In 2017, when you publish something to the web as a “database”, it should be machine readable. There is some valuable data in the agency profile reports for the 800+ transit agencies available in the database, but this information is locked up in PDFs. You can find machine readable, historic versions of this data up to 2015 in data.gov, but for 2016, and 2017, the data is only available in individual PDFs for each agency profile. To make things more difficult, the listing of transit agencies uses some Ajax voodoo for its pagination and detail pages, making it even harder to scrape, on top of rendering each agencies detail useless by storing it as a PDF.

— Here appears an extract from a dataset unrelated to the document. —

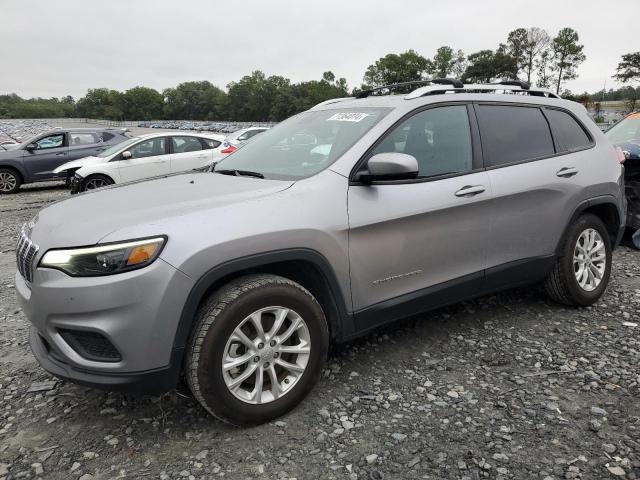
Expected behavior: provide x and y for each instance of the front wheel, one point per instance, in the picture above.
(258, 348)
(581, 273)
(9, 181)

I understand why government is stuck in this mode. The systems they use only provide them with PDF as a their primary output. Staff hasn’t been trained on the importance of making data available in machine readable formats. People just don’t understand the negative impact they are making on the life of their data, and how it restricts people putting it to work. In some cases, people are fully aware of this, and want to limit how the data gets used, interpreted, keeping them as the definitive source of truth. I’m not saying this is what the Federal Transit Agency (FTA) is up to, but I’m saying it is the effect of their actions, which is having a chilling effect on folks like me using the valuable data to help communities served by these transit agencies.
I emailed the FTA asking if they have a machine readable copy of the database. This information should be published by default as CSV to the agencies Github account. I’m sure the data is available in a spreadsheet somewhere, before it becomes a PDF. It wouldn’t be very hard to save this data as CSV and publish to Github, which could then be easily converted into JSON, or other machine readable formats. I’m happy with CSV. I’m just not happy with PDF being called a database. Database implies that I can put the data to work, and in its current format the National Transit Database (NTD) is’t usable as data–hence not a database. It is just too much work to get out of the PDFs and make usable again, forcing me to step away from my project to understand how communities are investing in transit–I am hoping I can find the data some other place.